Re: Updated CSS shaders proposal

On the interactivity issue, issue #3

Given that as currently specified there is no way for the browser to
determine where the mouse pointer is in relation to what the shader has done
with the elements it seems like the spec needs to say that all interactivity
is turned off for elements with CSS shaders applied to them.  In other
words, elements that have CSS shaders applied direclty or indirectly will
not receive mouse events nor touch events at a minimum.  Similarly 'hover'
will no longer work.

Maybe in a future version you can supply some JavaScript to transform the
touch positions?

Another issue, GLSL shader length and limits.

Up until this point, AFAIK, CSS you either have a feature (like 3D css) or
you don't but if you do have the feature then for the most part there aren't
too many situations where you'll run into serious limits.
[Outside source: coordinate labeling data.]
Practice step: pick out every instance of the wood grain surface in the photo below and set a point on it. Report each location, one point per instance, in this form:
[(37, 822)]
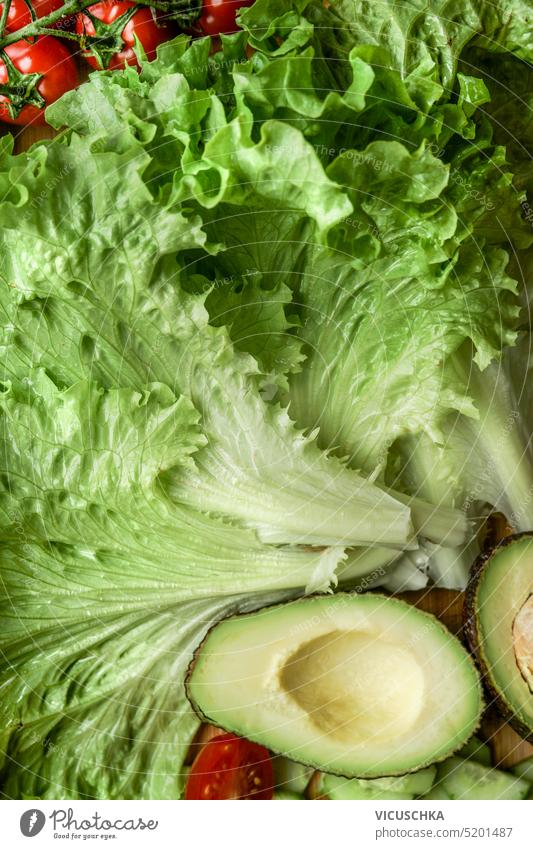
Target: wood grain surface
[(507, 747)]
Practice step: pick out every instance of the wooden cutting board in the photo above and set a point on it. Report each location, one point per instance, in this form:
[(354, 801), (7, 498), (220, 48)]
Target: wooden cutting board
[(507, 747)]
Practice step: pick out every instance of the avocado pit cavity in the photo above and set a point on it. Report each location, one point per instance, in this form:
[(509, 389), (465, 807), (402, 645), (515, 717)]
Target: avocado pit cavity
[(523, 641), (355, 685)]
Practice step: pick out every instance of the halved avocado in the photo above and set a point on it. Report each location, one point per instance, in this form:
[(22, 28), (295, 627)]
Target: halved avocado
[(499, 626), (357, 685)]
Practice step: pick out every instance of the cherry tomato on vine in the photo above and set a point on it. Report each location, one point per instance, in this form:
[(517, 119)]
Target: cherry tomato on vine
[(116, 41), (230, 767), (218, 16), (37, 73), (19, 14)]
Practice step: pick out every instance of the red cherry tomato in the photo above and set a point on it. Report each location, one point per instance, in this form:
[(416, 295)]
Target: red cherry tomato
[(47, 57), (230, 767), (218, 16), (142, 25), (19, 14)]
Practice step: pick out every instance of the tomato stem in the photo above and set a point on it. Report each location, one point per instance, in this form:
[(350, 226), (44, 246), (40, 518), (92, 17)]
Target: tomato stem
[(5, 12), (182, 11)]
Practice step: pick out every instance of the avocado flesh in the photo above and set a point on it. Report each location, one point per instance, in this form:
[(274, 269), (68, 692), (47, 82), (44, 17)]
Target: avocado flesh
[(502, 609), (358, 685), (396, 787)]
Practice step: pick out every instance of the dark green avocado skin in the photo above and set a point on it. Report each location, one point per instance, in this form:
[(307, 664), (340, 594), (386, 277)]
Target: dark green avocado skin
[(471, 633)]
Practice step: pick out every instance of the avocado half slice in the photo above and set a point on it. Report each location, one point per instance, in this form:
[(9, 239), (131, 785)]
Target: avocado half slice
[(357, 685), (499, 626)]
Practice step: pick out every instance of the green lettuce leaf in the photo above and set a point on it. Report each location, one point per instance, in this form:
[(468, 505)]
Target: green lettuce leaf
[(114, 311)]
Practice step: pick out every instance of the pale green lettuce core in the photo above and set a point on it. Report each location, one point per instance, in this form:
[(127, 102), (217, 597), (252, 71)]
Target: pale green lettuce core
[(221, 336)]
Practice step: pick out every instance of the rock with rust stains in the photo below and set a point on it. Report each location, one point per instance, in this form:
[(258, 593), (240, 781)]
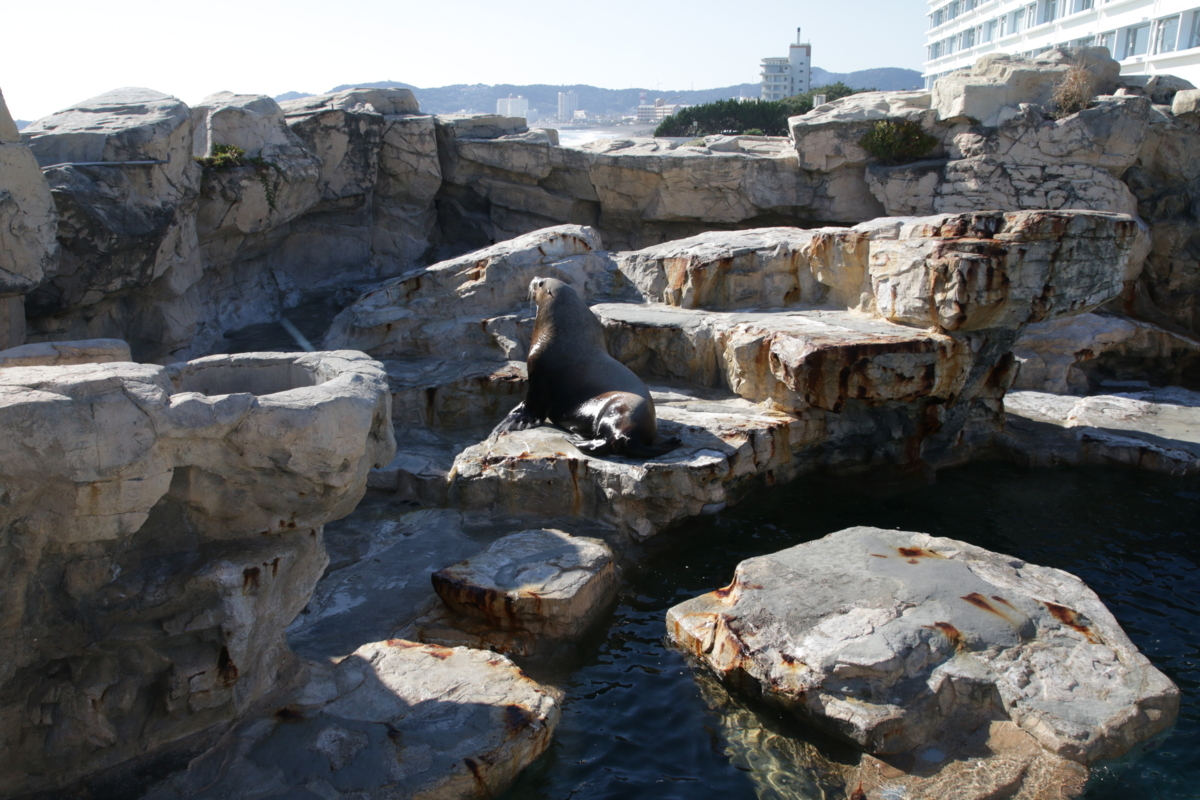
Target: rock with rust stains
[(393, 720), (891, 639), (545, 582)]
In other words, while you have to worry that whether or not gradients exist,
if they do exist you can generally count on them working for all reasonable

But that's not true with CSS shaders.  It will be very easy to create CSS
shaders that work on some hardware but not on others either by making them
too long or by exceeding other limits of the user's GPU.

WebGL leaves this up to the dev to deal with but it's a programatic API. CSS
is generally declare and forget.

Should it be that if any CSS shader on a page does not compile that all CSS
shaders on the page should be ignored? That would at least mean that you
don't have some elements displaced and others not. You either get everything
you intended or you get your fallback, no CSS shader layout.

Of course that's problematic since CSS shaders can be changed and/or applied
on the fly

Maybe specifying some maximum limits?